Namjoon POV
Aku melihat putra kebanggaanku keluar dari sekolahnya dengan muka tertunduk. Wajahnya yang muram disertai dengan aura kelam, membuat teman-temannya menghindarinya, seakan jika mendekat padanya hidup mereka akan terancam.
Aku berjalan menghampirinya, mensejajarkan pandangan kami,
"Hei, kenapa wajah anak ayah ini?"Dia mendongakkan kepalanya,
"Tadi ibu guru ngasih soal yang di diktekan yah, terus Naka salah dengar.
Jadi Naka salah satu.
Naka mau protes ke ibu guru tapi teman Naka bilang nilai Naka sudah paling tinggi di kelas, buat apa protes?
Naka kesal, yah.
Naka tau Naka yang salah dengar, tapi Naka ga suka nilai Naka jadi jelek!"Mata beningnya mulai berkaca-kaca dan aku pegang kedua bahunya,
"Naka lebih pilih jadi anak sempurna atau anak yang unggul?"Naka melihat aku dengan tatapan bingung,
"Bedanya apa yah?"Aku menatap kedua bola matanya yang indah dengan lebih tajam,
"Anak sempurna berarti anak yang tidak pernah salah, kalau anak unggul adalah anak yang biasa gagal dan bisa bangkit lagi. Naka pilih mana?"Naka melirikan matanya ke arah kiri, seakan itu pertanyaan yang sulit, sesulit jika dia ditanya lebih sayang ayahnya atau appanya,
"Kalau ayah pilih yang mana?"Aku tersenyum,
"Pendapat ayah bukan pendapat Naka. Sekarang jawab ayah, Naka tau itu kesalahan Naka kan?"Naka menganggukan kepalanya.
"Naka sadar sepenuhnya kalau itu salah Naka kan?"
Naka kembali menganggukan kepalanya.
"Sekarang lebih jagoan mana mengakui kesalahan atau bohong karena sudah buat salah?"
Naka mengerutkan dahinya,
"lebih jagoan yang mengakui kesalahannya, ayah".Aku tersenyum kepada jagoanku,
"Jadi Naka sudah tau kan lebih jagoan kalau mengakui kesalahan?
Kesalahan itu ada untuk diperbaiki bukan untuk ditutupi"Naka menghelang napasnya dengan berat,
"Jadi Naka ga boleh protes ke bu guru?"Aku mengelus rambut Naka dengan lembut,
"Tentu boleh, namun untuk protes ada etika, Naka. Naka tetap mau protes ke ibu guru Naka walaupun Naka yang salah?
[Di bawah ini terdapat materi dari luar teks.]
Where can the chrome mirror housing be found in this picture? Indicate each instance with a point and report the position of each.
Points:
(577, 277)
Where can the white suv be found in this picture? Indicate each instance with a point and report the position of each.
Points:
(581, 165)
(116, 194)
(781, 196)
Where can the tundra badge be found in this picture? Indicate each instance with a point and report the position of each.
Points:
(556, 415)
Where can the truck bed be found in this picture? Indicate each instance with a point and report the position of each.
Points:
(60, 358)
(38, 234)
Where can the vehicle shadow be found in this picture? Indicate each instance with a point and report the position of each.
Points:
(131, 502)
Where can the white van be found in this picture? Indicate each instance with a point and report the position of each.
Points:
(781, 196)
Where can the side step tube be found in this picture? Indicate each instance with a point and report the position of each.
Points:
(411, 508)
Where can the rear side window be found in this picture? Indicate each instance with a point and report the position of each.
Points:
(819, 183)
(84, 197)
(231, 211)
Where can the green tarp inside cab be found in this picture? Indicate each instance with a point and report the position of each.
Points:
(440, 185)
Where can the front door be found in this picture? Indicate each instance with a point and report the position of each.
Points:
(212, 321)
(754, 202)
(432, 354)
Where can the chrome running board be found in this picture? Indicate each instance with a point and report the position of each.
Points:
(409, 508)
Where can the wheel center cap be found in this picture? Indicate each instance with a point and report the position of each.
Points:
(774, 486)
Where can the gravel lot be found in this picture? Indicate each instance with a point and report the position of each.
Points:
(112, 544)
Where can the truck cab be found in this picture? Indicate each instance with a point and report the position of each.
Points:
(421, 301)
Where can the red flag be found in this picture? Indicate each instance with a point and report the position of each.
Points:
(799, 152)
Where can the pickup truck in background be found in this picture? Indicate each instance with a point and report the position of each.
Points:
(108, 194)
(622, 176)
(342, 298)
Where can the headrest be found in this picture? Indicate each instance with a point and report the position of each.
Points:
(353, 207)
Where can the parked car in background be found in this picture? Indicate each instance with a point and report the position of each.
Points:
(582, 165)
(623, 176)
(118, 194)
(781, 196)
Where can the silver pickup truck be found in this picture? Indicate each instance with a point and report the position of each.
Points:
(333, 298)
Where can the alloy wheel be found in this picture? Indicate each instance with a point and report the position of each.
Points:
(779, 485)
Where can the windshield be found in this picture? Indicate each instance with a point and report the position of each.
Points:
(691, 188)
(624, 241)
Jagoan mana yang protes kalau sudah tau salah?"Naka memajukan bibirnya, merajuk manja,
"Tapi Naka beneran ga suka nilai Naka jelek, yah. Naka bisa mainan dinamo sama ayah, kok pelajaran dikte aja Naka salah? Kan ngeselin yah"Aku berusaha menahan tawaku,
"Hey my baby boy,
Kamu pikir kalau ayah bisa memperkirakan sumberdaya minyak bumi ayah juga bisa memperkirakan pergerakan minyak di wajan?"Naka tersenyum dan merentangkan tangannya, minta di gendong.
"Jangan yah, cukup appa aja yang masak. Ayah bisa bakar rumah kalau masuk dapur, hehehehe"Aku menggendong Naka dan menatapnya sinis namun dia terus tersenyum,
"Iya juga ya, ayah aja yang keliatan sempurna gini masih ada kurangnya. Apalagi yang masih belajar kayak Naka?"Aku berjalan ke mobil sambil menggendong putraku dengan 1 tangan,
"Manusia yang dewasa itu yang senantiasa mau belajar, Naka.
Dan ayah senang sekali, Naka paham bahwa ayah tidak sesempurna itu"Naka memeluk perpotongan leherku,
"Jadi ayah itu anak unggul?"Aku menghentikan langkahku, menatap si jagoan yang sangat cermat memuntir kata,
"Naka, tau kenapa di dunia tanaman disebut bibit unggul dan bukan bibit sempurna?
Karena kalau bibit sempurna, dia akan hanya sempurna menjadi bibit dan akan sulit bertumbuh. Namun jika bibit unggul, dapat meretas lapisan tanah, mengakar dan bertumbuh dengan baik.